Ainda vi uma menina toda coberta de fuligens, que me fizera notar que o fogo é como facas enfiadas pouco a pouco em você. Um adolescente sem ar, que me fizera perceber que a fumaça é mais perigosa que o pânico. Um zelador, que me fizera entender como água e intrigas podem causar dores. E todos me faziam morrer. E todos me faziam entrar em desespero, agonia, alegria, luto, tristeza, animação, aceitação, loucura, sanidade, insanidade, tudo ao mesmo tempo... e eu não era mais ninguém. Eu era um ser perambulando por entre o purgatório para ouvir palavras mortas, e eu, pouco a pouco, aprendendo a fala-las. E todos tinham dores e vidas destruídas. E todos tinham garrafas. E todos diziam:

– Quer um drinque?

O tempo não passa quando se fala palavras mortas. Mas eu continuava vivendo tudo aquilo em um minuto, e em uma hora. E parecia que mil vidas e mais uma se passavam, mas ao mesmo tempo, sentia que um segundo se transcorria tão rápido quanto uma tartaruga em um autódromo.

A menina fujona foi a última. Persegui-a pelos corredores, escutando na minha cabeça suas risadas infantis, seus sonzinhos. E escutava seus passos. E suas risadas. Ela seria linda se a vida tivesse se demorado mais nela. E escutava seus passos. E suas risadas. Ela seria uma deusa feito carne se fosse viva. E escutava seus passos. E suas risadas. Ela teria amado, como nunca ninguém haveria de amar se seu fio não houvesse sido trespassado por uma foice.

Se a vida tivesse se demorado, se fosse viva, se seu fio não houvesse sido trespassado. Tantos “ses”.

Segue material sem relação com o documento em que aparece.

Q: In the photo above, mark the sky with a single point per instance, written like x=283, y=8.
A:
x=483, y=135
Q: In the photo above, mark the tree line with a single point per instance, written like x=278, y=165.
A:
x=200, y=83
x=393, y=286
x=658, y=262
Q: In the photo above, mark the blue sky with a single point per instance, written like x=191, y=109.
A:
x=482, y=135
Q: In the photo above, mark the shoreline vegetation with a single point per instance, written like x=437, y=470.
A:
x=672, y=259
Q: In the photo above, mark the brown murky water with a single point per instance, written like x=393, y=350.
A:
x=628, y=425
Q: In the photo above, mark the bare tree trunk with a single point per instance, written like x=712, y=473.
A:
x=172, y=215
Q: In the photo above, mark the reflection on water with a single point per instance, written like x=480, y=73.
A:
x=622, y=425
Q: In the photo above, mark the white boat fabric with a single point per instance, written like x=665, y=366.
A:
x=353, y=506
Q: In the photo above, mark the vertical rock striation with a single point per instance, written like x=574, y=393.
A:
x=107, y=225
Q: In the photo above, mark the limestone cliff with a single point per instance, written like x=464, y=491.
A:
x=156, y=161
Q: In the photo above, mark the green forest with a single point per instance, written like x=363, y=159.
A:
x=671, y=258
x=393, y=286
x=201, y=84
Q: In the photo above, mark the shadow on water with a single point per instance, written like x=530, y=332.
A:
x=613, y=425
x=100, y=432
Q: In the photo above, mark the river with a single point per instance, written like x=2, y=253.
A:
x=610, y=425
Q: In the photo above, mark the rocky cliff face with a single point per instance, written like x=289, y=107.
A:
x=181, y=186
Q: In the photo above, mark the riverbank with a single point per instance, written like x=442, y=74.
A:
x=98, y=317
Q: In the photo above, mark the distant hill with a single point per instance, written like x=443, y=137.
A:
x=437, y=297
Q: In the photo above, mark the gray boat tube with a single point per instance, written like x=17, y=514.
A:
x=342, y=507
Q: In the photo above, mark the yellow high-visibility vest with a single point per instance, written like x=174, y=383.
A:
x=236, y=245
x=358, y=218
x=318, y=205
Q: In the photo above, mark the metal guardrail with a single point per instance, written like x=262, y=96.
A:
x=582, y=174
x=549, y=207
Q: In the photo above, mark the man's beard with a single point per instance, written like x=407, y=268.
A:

– Quer um drinque? – perguntou ela, segurando uma garrafa com um líquido transparente e oferecendo-me a boca, quando eu a encurralei em meu escritório. Lá eu escrevia e vivia para aqui. Só tinha aquilo para me manter no mundo das palavras vivas e não mortas.

– Não posso aceitar se não me der uma vida em troca.

– Não progrediremos, então – respondeu a criança, pegando a taça que sempre do nada aparecia e bebendo um trago.

– Não deveria beber.

– Crianças mudam quando falam palavras mortas.

– E pessoas que nunca chegaram a viver também – respondi, olhando solenemente para a garota. Para a bonita menina. Ela não vivera tudo isso, aquilo era só o que ela haveria de ser se houvesse. Mas era estranho. Nunca nenhum deles havia vindo me visitar.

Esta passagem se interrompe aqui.